Photo courtesy of Dennis Boateng.

Early Tuesday morning, Toronto teacher Abshir Hassan was shot near his apartment; he was out to move his car and avoid a parking ticket. Police say it was a case of mistaken identity—a hit gone wrong. His friend Rima Berns-McGown wrote this tribute to Hassan, and raises some important questions about the assumptions we can bring to such situations—focusing on the neighbourhood where a shooting took place or the racial identity of its victims—and how we can do better at responding to them.
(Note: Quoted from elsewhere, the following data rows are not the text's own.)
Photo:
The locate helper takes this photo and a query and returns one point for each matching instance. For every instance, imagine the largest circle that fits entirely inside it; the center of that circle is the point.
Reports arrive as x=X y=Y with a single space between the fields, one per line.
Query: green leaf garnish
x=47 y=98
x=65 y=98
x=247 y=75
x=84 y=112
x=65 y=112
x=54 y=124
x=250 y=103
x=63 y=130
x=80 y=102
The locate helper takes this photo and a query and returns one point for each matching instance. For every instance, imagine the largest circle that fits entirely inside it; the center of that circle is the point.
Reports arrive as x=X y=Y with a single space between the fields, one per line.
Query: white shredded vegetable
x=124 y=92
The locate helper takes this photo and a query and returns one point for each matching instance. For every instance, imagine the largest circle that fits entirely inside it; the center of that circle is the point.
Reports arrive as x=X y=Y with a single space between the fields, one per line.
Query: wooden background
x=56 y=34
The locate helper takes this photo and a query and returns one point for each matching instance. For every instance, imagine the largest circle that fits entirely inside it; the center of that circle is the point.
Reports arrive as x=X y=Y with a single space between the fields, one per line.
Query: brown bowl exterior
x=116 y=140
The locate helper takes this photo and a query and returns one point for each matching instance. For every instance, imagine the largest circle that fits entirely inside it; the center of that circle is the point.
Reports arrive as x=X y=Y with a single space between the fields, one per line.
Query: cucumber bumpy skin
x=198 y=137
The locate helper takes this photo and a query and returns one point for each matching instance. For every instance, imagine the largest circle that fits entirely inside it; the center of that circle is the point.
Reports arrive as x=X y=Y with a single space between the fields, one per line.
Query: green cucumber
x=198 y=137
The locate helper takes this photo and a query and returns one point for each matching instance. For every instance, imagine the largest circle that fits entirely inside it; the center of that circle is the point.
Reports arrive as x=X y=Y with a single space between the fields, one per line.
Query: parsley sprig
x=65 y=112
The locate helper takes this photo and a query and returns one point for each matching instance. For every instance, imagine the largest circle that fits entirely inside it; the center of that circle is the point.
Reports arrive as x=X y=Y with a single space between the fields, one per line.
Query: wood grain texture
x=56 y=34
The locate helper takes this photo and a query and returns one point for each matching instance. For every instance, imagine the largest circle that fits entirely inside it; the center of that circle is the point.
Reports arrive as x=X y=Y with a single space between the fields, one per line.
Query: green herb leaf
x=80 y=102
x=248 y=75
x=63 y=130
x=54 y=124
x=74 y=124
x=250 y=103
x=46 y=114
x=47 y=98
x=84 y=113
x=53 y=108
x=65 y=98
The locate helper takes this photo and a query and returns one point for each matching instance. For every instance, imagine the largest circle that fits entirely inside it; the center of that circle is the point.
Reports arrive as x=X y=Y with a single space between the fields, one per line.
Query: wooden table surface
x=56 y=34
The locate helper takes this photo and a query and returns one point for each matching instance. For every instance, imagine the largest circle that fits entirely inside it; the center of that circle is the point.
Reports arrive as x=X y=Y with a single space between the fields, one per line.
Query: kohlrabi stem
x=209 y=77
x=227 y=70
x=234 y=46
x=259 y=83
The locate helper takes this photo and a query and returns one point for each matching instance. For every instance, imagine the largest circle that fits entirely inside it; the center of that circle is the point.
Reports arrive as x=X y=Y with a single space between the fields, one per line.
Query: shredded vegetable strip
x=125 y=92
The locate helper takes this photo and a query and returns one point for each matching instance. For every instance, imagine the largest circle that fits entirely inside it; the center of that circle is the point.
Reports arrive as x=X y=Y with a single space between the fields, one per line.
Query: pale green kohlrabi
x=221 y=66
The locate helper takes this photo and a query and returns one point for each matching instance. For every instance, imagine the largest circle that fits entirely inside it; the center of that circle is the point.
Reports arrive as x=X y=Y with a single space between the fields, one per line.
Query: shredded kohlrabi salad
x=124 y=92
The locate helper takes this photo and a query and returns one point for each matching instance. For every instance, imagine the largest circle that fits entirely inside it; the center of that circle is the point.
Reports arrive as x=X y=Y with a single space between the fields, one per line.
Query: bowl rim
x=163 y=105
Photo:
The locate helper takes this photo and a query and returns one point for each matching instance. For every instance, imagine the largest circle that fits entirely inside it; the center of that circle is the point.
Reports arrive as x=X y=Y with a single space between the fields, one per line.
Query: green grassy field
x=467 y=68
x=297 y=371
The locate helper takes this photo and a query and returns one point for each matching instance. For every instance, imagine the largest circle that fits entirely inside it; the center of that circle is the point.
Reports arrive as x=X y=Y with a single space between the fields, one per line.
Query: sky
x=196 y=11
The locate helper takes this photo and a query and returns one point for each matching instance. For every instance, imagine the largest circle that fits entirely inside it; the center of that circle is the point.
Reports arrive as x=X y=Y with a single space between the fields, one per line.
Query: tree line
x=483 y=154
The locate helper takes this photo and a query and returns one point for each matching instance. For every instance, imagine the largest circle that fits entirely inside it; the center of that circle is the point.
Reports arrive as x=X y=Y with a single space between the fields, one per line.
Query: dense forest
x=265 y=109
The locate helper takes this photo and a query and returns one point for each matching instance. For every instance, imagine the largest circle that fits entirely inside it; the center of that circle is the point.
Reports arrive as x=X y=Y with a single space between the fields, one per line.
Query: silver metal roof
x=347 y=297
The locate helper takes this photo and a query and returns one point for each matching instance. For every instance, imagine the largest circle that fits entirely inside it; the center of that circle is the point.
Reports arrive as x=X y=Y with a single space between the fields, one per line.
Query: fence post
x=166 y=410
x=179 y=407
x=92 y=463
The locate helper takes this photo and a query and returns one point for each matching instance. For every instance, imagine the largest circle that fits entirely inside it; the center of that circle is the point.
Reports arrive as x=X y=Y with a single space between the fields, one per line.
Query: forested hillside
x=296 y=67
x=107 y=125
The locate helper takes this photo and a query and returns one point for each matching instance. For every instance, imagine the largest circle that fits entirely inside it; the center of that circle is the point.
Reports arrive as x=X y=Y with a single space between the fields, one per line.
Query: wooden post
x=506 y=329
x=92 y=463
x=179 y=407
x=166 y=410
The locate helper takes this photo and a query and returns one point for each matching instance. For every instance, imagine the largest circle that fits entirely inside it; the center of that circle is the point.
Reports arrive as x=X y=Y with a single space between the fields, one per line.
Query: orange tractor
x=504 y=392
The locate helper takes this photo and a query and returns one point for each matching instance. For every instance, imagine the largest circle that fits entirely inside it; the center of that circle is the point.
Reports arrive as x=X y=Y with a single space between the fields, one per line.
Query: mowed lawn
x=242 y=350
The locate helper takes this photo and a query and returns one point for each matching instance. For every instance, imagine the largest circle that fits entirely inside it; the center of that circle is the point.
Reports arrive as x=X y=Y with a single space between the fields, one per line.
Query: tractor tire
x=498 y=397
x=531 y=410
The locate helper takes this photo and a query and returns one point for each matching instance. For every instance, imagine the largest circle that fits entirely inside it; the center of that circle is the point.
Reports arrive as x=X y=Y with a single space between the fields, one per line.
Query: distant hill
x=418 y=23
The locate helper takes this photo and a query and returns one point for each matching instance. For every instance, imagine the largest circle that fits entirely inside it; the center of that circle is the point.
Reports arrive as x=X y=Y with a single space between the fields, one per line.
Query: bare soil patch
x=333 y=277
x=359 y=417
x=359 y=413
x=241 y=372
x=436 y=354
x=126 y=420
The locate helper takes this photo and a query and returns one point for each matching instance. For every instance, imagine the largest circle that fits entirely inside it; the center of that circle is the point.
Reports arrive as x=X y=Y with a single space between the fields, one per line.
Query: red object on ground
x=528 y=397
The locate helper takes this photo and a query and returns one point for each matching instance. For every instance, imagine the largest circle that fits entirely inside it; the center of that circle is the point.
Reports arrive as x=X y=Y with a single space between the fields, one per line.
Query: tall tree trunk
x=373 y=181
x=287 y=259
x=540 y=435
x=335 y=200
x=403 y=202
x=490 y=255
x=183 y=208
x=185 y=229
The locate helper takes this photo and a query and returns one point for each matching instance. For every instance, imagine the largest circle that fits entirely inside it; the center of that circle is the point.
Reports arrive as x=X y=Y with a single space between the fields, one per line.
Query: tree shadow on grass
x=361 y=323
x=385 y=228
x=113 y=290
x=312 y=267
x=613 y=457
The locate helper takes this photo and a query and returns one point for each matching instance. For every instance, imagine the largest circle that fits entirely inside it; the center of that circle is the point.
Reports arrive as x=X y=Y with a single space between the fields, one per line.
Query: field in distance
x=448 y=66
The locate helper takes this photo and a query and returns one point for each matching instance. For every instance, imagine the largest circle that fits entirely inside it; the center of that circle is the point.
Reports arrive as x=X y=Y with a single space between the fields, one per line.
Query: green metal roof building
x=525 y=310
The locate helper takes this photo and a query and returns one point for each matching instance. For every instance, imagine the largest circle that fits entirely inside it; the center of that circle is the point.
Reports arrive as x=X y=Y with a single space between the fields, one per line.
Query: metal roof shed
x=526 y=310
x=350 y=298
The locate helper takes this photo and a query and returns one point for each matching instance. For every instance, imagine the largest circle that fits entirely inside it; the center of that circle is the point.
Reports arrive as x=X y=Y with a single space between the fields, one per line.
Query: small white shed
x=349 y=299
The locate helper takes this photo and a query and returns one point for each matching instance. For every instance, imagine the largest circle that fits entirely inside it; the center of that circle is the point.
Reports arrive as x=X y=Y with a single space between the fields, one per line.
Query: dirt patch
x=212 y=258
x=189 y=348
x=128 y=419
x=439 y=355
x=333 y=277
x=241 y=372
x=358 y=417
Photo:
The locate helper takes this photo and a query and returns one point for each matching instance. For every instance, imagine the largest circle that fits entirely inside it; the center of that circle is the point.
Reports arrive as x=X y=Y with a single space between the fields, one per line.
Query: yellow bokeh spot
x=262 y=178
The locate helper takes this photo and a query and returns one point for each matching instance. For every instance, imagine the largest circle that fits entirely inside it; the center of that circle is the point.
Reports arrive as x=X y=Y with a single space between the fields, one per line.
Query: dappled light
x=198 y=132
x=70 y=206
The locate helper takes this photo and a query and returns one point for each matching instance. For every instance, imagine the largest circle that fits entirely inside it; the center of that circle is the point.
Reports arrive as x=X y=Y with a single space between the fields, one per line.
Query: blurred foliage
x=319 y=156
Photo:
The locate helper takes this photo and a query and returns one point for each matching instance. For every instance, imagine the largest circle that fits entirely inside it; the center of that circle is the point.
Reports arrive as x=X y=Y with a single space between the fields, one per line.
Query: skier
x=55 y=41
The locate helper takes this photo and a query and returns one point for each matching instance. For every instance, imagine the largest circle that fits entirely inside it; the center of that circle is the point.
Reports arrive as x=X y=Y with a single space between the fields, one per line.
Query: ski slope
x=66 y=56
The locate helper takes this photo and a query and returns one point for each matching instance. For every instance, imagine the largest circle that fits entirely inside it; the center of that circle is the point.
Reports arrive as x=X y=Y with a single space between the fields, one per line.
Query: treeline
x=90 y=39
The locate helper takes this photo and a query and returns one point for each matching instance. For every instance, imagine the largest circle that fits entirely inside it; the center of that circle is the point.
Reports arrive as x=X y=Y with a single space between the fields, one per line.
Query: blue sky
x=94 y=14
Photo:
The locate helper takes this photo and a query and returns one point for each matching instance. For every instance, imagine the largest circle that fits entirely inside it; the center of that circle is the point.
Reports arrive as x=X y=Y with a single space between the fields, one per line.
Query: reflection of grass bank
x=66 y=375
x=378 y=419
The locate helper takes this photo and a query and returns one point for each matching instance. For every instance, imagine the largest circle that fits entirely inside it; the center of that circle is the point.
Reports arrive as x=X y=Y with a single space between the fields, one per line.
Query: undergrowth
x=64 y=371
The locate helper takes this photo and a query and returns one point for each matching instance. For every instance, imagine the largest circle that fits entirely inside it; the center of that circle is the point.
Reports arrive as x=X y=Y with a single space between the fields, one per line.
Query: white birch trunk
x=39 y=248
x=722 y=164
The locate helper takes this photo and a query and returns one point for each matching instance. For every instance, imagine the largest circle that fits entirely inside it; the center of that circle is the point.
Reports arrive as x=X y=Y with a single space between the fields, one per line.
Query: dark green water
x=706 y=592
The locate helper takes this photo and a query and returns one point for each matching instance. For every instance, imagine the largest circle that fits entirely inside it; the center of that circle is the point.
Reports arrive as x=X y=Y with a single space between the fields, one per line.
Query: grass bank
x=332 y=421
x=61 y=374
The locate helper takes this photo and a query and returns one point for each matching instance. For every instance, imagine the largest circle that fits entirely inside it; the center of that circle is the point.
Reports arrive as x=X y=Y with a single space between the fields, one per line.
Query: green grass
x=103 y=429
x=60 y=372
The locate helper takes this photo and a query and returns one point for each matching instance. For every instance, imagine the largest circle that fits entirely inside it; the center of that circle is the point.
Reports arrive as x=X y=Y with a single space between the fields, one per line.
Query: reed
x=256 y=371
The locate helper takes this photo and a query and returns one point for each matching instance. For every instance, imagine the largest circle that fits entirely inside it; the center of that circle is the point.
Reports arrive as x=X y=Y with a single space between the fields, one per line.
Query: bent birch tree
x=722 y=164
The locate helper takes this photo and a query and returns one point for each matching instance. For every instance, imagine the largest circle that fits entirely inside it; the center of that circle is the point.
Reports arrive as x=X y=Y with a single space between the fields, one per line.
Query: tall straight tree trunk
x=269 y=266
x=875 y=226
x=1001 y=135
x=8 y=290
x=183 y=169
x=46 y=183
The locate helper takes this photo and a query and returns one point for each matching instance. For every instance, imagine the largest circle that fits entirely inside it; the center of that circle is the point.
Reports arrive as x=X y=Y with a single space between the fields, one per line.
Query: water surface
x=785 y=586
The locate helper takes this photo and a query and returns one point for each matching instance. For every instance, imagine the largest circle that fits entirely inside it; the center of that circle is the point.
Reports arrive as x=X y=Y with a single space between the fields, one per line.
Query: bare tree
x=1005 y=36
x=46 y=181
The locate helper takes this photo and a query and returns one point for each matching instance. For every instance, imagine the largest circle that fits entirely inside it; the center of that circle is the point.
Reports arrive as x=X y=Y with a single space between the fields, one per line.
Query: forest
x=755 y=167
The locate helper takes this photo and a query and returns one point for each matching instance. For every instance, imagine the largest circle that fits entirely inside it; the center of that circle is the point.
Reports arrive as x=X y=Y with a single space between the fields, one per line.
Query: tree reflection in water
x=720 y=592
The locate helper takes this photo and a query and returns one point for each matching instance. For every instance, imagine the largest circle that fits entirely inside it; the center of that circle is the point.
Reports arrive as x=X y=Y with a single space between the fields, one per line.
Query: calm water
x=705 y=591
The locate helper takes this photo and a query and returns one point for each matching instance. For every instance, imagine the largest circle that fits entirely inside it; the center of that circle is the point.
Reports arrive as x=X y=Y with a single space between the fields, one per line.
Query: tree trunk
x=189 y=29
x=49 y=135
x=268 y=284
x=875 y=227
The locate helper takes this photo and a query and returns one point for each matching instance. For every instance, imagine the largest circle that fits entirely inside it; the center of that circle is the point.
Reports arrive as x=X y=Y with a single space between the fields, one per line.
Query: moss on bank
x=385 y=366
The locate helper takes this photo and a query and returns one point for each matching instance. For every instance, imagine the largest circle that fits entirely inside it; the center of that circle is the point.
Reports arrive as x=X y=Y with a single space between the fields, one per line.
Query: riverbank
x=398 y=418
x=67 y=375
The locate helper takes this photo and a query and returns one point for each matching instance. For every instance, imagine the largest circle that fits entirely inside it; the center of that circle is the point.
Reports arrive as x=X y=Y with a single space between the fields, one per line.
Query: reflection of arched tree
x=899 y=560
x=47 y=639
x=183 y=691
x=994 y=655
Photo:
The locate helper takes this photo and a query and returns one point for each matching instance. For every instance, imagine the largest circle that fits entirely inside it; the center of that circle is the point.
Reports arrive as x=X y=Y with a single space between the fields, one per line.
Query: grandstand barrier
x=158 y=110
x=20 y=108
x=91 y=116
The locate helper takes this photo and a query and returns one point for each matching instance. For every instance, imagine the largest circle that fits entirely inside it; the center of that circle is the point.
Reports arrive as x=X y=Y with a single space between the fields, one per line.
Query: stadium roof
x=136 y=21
I am so heartbroken. A few months ago I received an email from a young man whom I didn’t know, but who had read my work. He was working on a research project of his own, and he wanted to know if I would be willing to meet with him to talk it over. We had friends in common. We had a warm email exchange and we met in person in May. He was one of the young, brilliant, critical thinkers—a second-generation Somali youth—who are now doing smart research that is both enlightening and beginning to make enormous change. We had a short but powerful conversation and I was so excited to have met him, and was looking forward to a lifetime of conversations about getting to social justice, and activist research.

Abshir Hassan died Monday night, gunned down at close range in Lawrence Heights.

He was a good, caring person: a teacher and a student, working hard to fix everything that needs to be fixed.

If there is any part of you that thinks all Somali youth who get shot are gang- or drug-involved, send that part packing—now.

Please understand that the conditions that have created a world in which someone like Abshir Hassan is murdered are conditions that we have all helped to create, and that we all need to play a part in fixing—especially if you are an employer, a journalist, a teacher, a policeman, or a politician. Especially if you are white and have power or influence of any kind.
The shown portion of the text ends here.